By designating a specific crew member to be ready with a laptop and hard drive the moment the drone touches down, you can facilitate real-time data backups during battery swaps and flight plan uploads. This coordinated approach allows a pilot and observer to maintain nearly continuous flight operations throughout the day. For field backups, utilizing high-quality USB-C cables is ideal; my testing showed that 8GB of data could be transferred in under two minutes.

Backing up data isn’t as simple as copying data off of an SD card. 

While the equipment is certainly impressive, I like to remind people that the data being collected is the whole purpose of these tools. I processed the 65R data using Agisoft Metashape, and the results were clean and sharp.

Often, drone lenses produce a “fish-bowl” distortion at the edges of a 3D model, yet in my tests the resulting elevation model and orthomosaics had no bowing. I would attribute that to the global shutter, low lens distortion and high GPS alignment between photos. The point clouds and Digital Elevation Models (DEMs) were incredibly sharp as well. 

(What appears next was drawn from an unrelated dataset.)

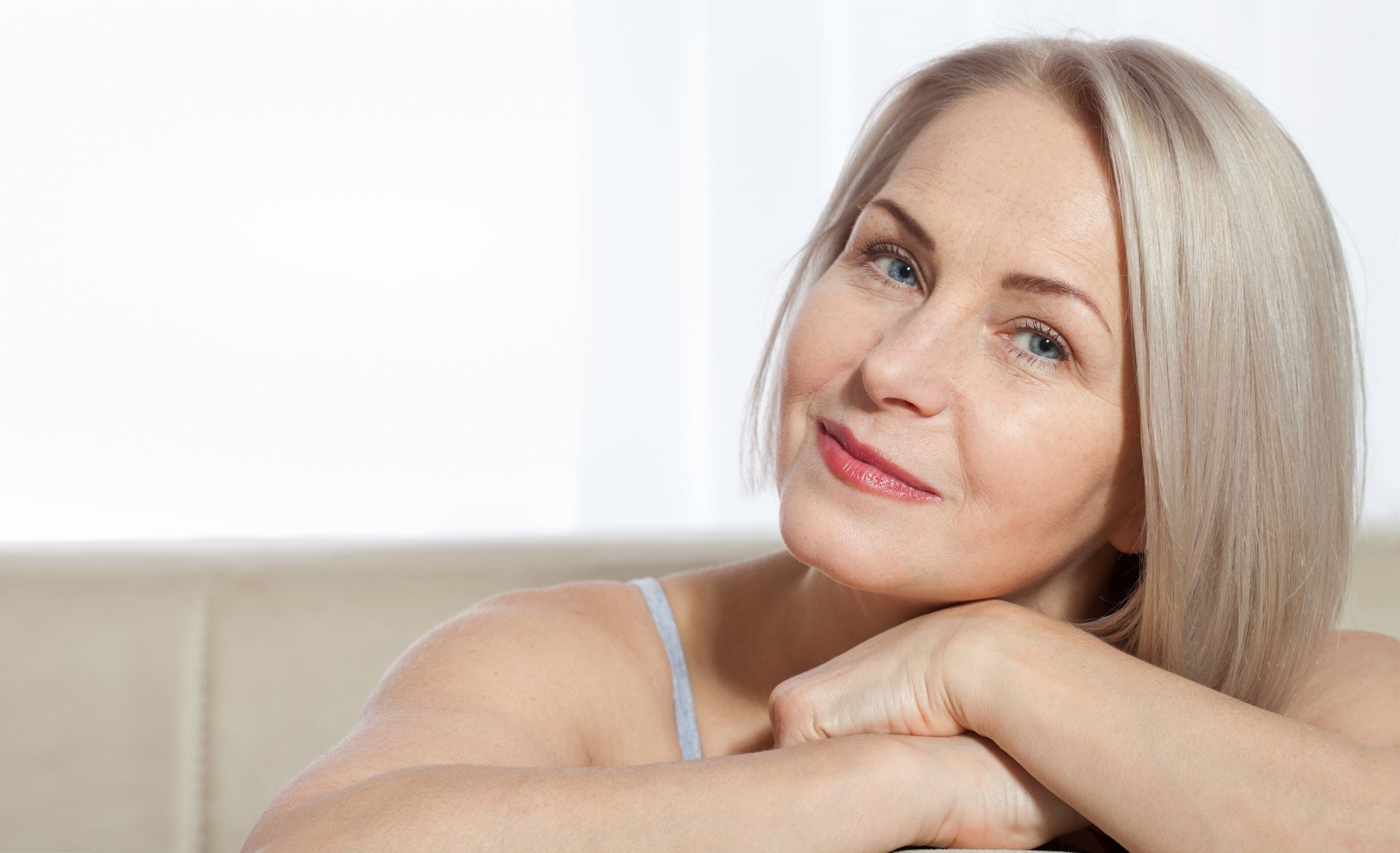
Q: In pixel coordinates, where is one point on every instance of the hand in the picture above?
(899, 681)
(992, 801)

Here are the expected ground sample distances you can expect from different flying heights according to the Sentera online calculator:  

AGL Ground Sample Distance
100ft/30m 0.14in/0.35cm
200ft/60m 0.28in/0.7cm
300ft/90m 0.42in/01.05cm
400ft/120m 0.56in/1.4cm

I was able to replicate these resolutions in my test flights. As you can see from the table, the lowest resolution flying under Part 107 you’re going to get from the 65R is a pixel representing a 1.4cm square on the ground. That’s just about the size of one of the keys on the keyboard in front of you. Not bad!

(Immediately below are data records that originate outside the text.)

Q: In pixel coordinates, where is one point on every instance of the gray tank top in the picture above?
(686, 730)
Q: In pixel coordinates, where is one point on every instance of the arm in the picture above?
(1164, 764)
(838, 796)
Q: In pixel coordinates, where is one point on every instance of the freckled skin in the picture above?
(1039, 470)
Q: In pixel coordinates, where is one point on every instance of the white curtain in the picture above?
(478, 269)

(Aerial image by Adam Clark)

An example of the high resolution imagery from the 65R, with a Pilot-in-Command, and his two kids ‘working’ as Visual Observers in a parking lot

Even without the RTK/PPK module fully engaged, the data lined up with real-world coordinates with surprising accuracy, likely due to the high-quality GPS redundancy on the IF800.

IF800: Who is this drone for?

For mapping professionals who need to cover large acreage with high-resolution, scientifically accurate data, and who need to do it within a secure, NDAA-compliant framework, this is one of the top platforms and camera combinations on the market. The upcoming 2026 updates, which Matt Skelton promised will include 12-bit RAW capture and integrated camera controls within the GCS, will only make this system more formidable.